Senior Full Stack Engineer & Cryptocurrency Fanatic
My first expertise with crypto wasn’t underneath superb circumstances: a good friend who takes care of a number of servers at his job was contaminated with ransomware – and this malware was demanding he pay the ransom quantity in a cryptocurrency referred to as Monero (XMR).
After this not-so-friendly introduction, I began to review how the know-how behind cryptocurrencies works, and I fell in love with it. I used to be already within the inventory market, so I joined the acquainted (inventory market) with the novel (crypto). To check the data I’d realized from my inventory market books, I began making a easy Moving Average Convergence Divergence (MACD) crossover bot.
This labored for some time, however I rapidly realized that I ought to – and will – make the bot so much higher.
Now, the challenge that I began as a pastime has a capital administration system, a mix of technical indicators, and sentiment evaluation powered by machine studying. Between 10 March 2020 and 10 August 2020, my bot resulted in a success rate of 63.1%, profit factor of 1.74, and cumulative gross results of roughly 588% (you possibly can see a duplicate of all of my trades throughout this era in this Google Sheet report).
About my challenge
I wanted a bot that gave me a high-performance, scalable technique to calculate technical indicators and course of sentiment knowledge in real-time.

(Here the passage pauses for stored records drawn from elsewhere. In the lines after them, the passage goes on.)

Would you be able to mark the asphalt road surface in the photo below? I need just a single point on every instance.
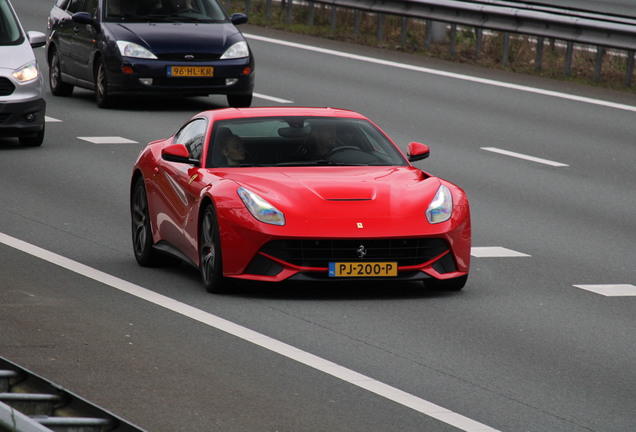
(542, 338)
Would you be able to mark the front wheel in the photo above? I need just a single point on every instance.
(58, 87)
(455, 284)
(141, 231)
(102, 96)
(210, 253)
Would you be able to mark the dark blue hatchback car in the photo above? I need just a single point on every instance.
(179, 47)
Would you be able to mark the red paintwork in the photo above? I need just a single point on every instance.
(396, 199)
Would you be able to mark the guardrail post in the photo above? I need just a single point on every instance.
(268, 10)
(505, 51)
(452, 48)
(311, 14)
(568, 59)
(435, 32)
(379, 35)
(289, 11)
(598, 66)
(538, 60)
(332, 23)
(479, 41)
(403, 31)
(630, 69)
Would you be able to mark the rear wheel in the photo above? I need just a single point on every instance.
(455, 284)
(141, 230)
(210, 252)
(240, 101)
(58, 87)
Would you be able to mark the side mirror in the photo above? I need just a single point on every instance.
(418, 151)
(178, 153)
(36, 39)
(238, 19)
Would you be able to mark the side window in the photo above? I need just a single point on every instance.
(75, 6)
(192, 136)
(90, 6)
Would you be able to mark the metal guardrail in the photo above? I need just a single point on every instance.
(29, 403)
(568, 25)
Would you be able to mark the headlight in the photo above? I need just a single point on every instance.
(261, 209)
(26, 73)
(441, 208)
(237, 50)
(129, 49)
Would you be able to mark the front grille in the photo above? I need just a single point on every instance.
(6, 87)
(318, 253)
(181, 57)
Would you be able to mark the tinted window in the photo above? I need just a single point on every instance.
(10, 33)
(75, 6)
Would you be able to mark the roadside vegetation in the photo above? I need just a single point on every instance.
(486, 48)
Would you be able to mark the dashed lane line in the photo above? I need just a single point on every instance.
(347, 375)
(495, 252)
(617, 290)
(524, 157)
(108, 140)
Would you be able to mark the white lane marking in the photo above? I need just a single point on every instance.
(272, 98)
(108, 140)
(447, 74)
(618, 290)
(525, 157)
(495, 252)
(384, 390)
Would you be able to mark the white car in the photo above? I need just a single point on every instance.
(22, 104)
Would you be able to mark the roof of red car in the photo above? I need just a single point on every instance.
(229, 113)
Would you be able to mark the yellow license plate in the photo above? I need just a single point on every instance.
(362, 269)
(190, 71)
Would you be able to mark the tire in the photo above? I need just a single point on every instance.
(141, 230)
(58, 87)
(210, 263)
(455, 284)
(103, 98)
(33, 141)
(240, 101)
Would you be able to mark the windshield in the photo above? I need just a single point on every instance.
(163, 11)
(300, 141)
(10, 33)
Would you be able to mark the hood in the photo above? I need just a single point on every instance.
(334, 192)
(173, 38)
(15, 56)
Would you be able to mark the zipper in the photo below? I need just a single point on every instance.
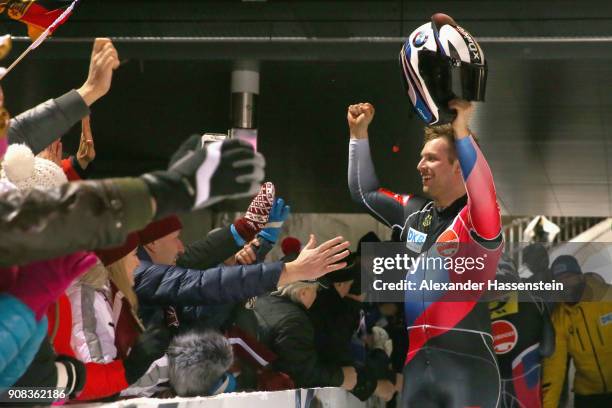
(603, 380)
(580, 339)
(600, 336)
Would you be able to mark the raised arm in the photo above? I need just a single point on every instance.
(41, 125)
(482, 199)
(385, 206)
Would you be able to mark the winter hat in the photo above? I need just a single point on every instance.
(565, 264)
(198, 362)
(26, 171)
(111, 255)
(349, 272)
(159, 229)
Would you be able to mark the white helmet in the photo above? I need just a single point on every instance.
(441, 61)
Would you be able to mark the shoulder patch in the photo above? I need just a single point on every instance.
(402, 199)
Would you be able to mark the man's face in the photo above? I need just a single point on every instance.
(166, 249)
(573, 286)
(437, 172)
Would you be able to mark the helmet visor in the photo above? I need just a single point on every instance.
(445, 81)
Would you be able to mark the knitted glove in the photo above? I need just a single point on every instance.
(254, 220)
(278, 215)
(71, 375)
(228, 169)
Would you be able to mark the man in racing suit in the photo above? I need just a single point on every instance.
(450, 360)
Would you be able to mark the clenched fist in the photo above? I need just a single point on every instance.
(359, 117)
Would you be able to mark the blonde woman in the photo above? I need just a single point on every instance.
(106, 329)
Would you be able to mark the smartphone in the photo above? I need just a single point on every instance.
(208, 138)
(248, 135)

To do the whole lot I would like by way of my technical indicators calculation, I acquire candlestick chart knowledge and market depth by way of an always-up websocket connection that tracks each Bitcoin market on the Binance exchange (~215 in complete, 182 being tradeable, at this second).
The machine studying sentiment evaluation began as a easy experiment to see if exterior information affected the market. For instance: if a well-known individual within the crypto ecosystem tweeted {that a} large trade was hacked, the worth will in all probability fall and have an effect on the entire market. Likewise, superb information ought to affect the worth in a optimistic manner. I calculated sentiment evaluation scores in real-time, as quickly as new knowledge was ingested from sources like Twitter, Reddit, RSS feeds, and and many others. Then, utilizing these scores, I might decide market situations in the intervening time.
Now, I mix these two parts with a weighted common, 60% technical indicators and 40% sentiment evaluation.
Present buying and selling bot dashboard the place I monitor all my ongoing trades and outcomes; On this specific case, filtered for the interval of 10-March-2020 to 10-August-2020.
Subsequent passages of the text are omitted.